The architecture is identical to the original seq2seq Transformer — 12 encoder + 12 decoder layers for BART-large (about 400M parameters total, similar to RoBERTa-large). No new architectural components. The entire contribution is in what you train it to do.
Five noise types, one winner:
The paper evaluates five ways to corrupt text:
1. TOKEN MASKING (like BERT)
Original: "The cat sat on the mat"
Corrupted: "The [M] sat on the [M]"
Model knows: exactly N tokens are missing
2. TOKEN DELETION
Original: "The cat sat on the mat"
Corrupted: "The cat on the mat"
Model must find: which positions were deleted
3. TEXT INFILLING ← the novel contribution
Original: "The cat sat on the mat"
Corrupted: "The [M] mat" ← "cat sat on the" → single [M]
Model must infer: WHAT was removed AND HOW MANY tokens
4. SENTENCE PERMUTATION
Original: "Sent A. Sent B. Sent C."
Corrupted: "Sent C. Sent A. Sent B."
Model must restore: sentence order
5. DOCUMENT ROTATION
Original: "Token1 Token2 Token3..."
Corrupted: "Token3... Token1 Token2"
Model must identify: the start token
The winner: text infilling + sentence permutation combined. Text infilling alone is the best single-strategy for generation tasks. Sentence permutation alone is good for comprehension. Together they dominate on everything.

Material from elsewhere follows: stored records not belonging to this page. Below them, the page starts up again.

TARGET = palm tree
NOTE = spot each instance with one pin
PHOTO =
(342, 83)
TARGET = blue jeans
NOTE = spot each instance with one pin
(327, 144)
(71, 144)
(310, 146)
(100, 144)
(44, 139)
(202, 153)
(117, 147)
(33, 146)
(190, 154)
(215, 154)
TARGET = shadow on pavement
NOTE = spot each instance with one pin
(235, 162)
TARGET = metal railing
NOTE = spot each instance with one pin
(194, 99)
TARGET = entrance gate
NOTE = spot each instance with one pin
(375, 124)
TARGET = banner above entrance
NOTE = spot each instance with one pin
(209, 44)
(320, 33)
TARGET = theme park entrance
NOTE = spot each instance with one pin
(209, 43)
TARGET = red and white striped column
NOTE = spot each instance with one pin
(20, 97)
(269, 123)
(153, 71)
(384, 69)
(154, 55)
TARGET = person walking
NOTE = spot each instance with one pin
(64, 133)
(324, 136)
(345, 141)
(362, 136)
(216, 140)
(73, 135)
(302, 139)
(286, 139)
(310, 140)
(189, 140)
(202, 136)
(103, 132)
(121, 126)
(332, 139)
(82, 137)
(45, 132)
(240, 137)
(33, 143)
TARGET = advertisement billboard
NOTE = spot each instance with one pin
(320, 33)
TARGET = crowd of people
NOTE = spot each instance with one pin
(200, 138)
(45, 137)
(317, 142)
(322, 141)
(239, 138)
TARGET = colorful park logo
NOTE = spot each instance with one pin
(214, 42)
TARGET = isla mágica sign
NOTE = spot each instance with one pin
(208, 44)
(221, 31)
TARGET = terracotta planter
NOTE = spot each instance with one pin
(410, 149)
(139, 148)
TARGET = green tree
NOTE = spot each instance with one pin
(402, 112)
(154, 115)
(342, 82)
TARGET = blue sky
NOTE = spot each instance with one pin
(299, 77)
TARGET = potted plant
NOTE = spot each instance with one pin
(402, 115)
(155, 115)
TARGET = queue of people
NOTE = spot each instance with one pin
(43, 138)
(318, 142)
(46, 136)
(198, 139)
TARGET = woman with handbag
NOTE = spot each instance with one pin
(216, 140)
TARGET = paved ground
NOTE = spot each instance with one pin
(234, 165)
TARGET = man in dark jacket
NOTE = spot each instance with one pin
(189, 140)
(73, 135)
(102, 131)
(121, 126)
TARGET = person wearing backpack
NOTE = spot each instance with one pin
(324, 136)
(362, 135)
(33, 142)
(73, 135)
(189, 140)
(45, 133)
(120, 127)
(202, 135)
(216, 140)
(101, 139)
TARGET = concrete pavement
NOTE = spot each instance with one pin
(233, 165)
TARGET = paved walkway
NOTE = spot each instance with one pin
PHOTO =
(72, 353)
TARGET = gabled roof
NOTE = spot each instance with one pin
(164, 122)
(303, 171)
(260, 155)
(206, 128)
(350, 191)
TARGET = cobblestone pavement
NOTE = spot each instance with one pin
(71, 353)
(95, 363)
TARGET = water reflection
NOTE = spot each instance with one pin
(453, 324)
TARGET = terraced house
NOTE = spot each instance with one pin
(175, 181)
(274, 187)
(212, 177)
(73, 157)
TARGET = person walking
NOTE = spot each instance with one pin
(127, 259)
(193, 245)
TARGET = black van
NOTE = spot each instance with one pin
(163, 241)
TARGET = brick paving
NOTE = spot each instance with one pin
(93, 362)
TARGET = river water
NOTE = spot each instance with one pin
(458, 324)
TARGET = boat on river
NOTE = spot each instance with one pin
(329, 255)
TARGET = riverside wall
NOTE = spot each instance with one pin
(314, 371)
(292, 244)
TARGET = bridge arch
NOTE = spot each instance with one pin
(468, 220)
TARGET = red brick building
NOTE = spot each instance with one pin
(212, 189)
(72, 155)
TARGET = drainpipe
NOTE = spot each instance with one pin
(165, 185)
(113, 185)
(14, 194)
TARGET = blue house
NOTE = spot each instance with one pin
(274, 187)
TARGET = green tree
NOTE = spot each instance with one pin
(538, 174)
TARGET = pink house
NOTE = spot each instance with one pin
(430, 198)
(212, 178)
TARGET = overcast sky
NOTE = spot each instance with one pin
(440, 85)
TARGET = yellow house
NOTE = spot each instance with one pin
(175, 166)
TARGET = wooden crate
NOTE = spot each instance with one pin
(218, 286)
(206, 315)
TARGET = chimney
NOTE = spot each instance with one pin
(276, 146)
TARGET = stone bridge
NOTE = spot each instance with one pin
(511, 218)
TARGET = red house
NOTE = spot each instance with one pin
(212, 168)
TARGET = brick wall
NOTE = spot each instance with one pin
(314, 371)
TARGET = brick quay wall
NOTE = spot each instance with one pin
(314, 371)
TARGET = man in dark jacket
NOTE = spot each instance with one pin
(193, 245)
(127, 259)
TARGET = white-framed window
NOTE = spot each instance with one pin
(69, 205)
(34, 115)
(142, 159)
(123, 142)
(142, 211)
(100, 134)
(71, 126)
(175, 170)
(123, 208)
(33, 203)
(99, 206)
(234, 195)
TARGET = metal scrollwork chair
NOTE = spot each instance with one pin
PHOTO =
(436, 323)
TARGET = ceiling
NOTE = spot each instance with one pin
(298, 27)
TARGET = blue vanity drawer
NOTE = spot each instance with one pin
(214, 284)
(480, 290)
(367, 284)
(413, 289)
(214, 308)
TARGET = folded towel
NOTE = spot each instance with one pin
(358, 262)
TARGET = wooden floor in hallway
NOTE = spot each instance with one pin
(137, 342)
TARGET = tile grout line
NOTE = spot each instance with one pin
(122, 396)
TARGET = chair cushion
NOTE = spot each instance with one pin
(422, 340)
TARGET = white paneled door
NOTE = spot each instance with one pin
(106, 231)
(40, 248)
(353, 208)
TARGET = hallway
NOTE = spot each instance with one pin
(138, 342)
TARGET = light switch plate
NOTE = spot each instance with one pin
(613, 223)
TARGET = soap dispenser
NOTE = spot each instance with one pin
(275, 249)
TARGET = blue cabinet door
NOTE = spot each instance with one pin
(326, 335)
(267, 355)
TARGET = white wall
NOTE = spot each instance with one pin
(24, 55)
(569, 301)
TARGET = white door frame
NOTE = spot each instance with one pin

Why text infilling is the key insight:
BERT uses 1:1 token masking — one [MASK] per missing token. The model always knows exactly how many tokens to predict. It’s a fill-in-the-blank crossword: the number of blanks tells you the answer length.
BART’s text infilling replaces contiguous spans of variable length (drawn from a Poisson distribution with mean 3) with a single [MASK] token. One [MASK] might hide zero words, one word, or twelve words. The model has to predict both the content of the missing span AND its length.
“Text Infilling: A number of text spans are sampled, with span lengths drawn from a Poisson distribution (λ = 3). Each span is replaced with a single mask token. 0-length spans correspond to the insertion of mask tokens.”
This is strictly harder than BERT masking. The model must learn to look at surrounding context and reason: “given what comes before and after this [MASK], how long was the passage that’s missing?” That richer understanding is what makes BART particularly strong at generation.
The ASCII diagram:
PRETRAINING:
Original text: "Paris is the capital of France and home to the Eiffel Tower"
Noising (text infilling, span = 4 tokens "capital of France and"):
Corrupted: "Paris is the [M] home to the Eiffel Tower"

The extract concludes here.